A limitation of this report is that the estimates relied on self-reported dietary data for intake of total fish and omega-3 fatty acids from both foods and dietary supplements. The models that we applied also relied on assumptions that reported nutrient intakes from food sources on 24-h recalls were unbiased, and the self-reported dietary supplement intake reflected the true long-term supplement intake. The data presented in the manuscript should also be interpreted ones that provide associations and not cause and effect due to the observational nature of the analysis.

Conclusion

Our current observational findings show that a significant number of American adults are not meeting recommendations for omega-3 fatty acid intake. This dietary behavior may have negative consequences to CVD risk. CVD builds over a lifetime, with initiation and progression commencing during the pediatric years, strengthening the argument to focus on nutrition behavior and select food consumption during childhood. As we are approaching the development and release of the 2015 DGA, specific strategies to increase consumption of omega-3 fatty acids in the U.S. population need to be addressed. As omega-3 fatty acids are deemed important from authoritative bodies, a collaborative strategy of dietary supplementation (i.e., fish oil supplements), food fortification, in addition to food sources (i.e., fish consumption) may need to be considered to achieve recommendations in the American population and to have significant and beneficial public health impact.

Competing interests

Financial interest statement: This project has been funded by Pharmavite, LLC.

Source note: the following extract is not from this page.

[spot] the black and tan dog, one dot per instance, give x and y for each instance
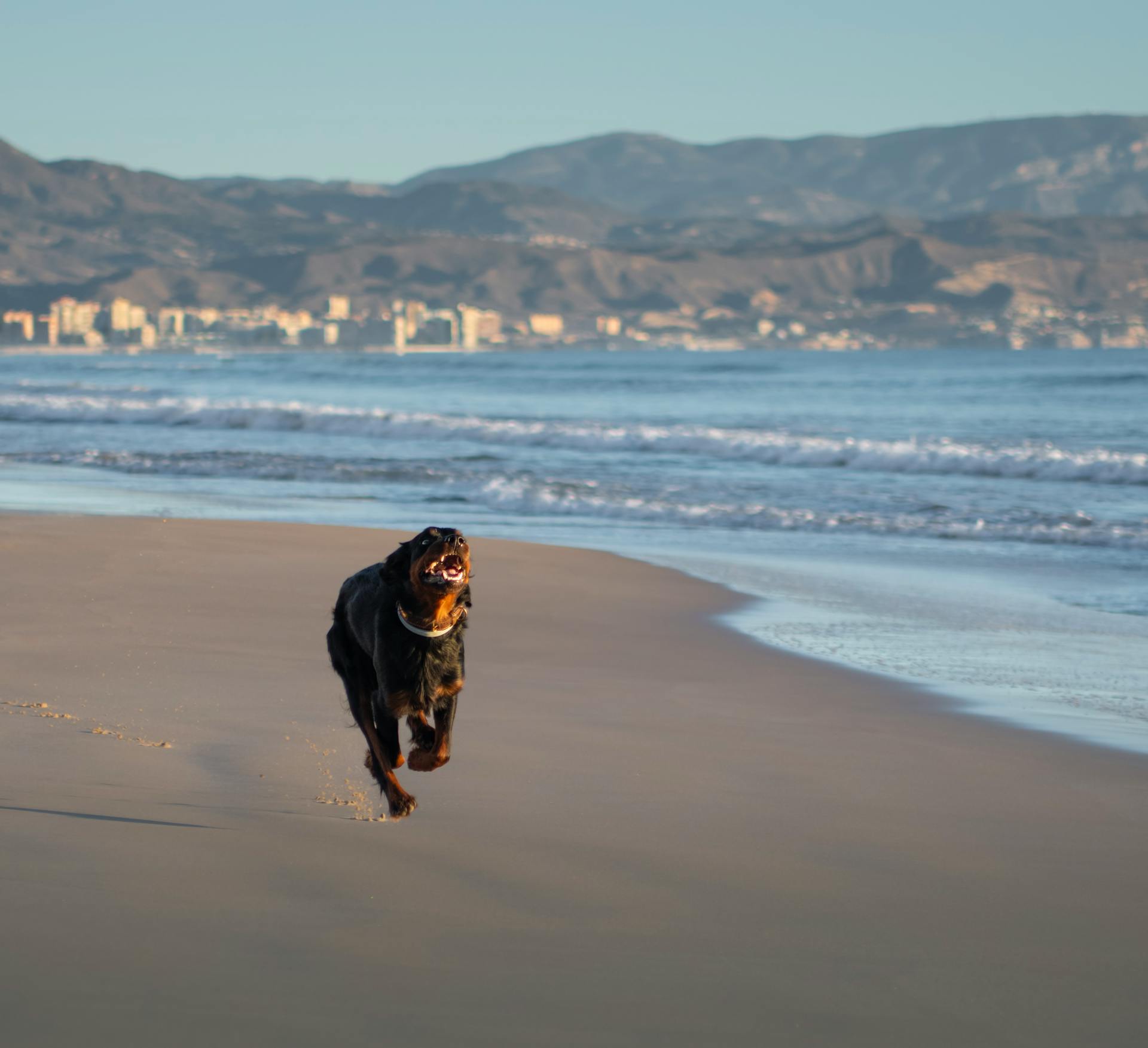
(398, 644)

Conflict of interest statement: YP as Vice President of Nutritional Strategies Inc provides food, nutrition and regulatory affairs consulting services for numerous food and beverage companies and food-related associations and collaborates with VLF on NHANES analyses; VLF as Senior Vice President of Nutrition Impact, LLC provides food and nutrition consulting services for numerous food and beverage companies. VLF also conducts analyses of NHANES data for members of the food industry. Both JB and CR are currently employed with Pharmavite, LLC, which provided funding for the current analyses.

Authors’ contributions

YP collaborated on the interpretation and drafted the manuscript; VLF designed the research, conducted analyses and provided interpretation; JB and CR contributed to the manuscript; all authors read and approved the final manuscript.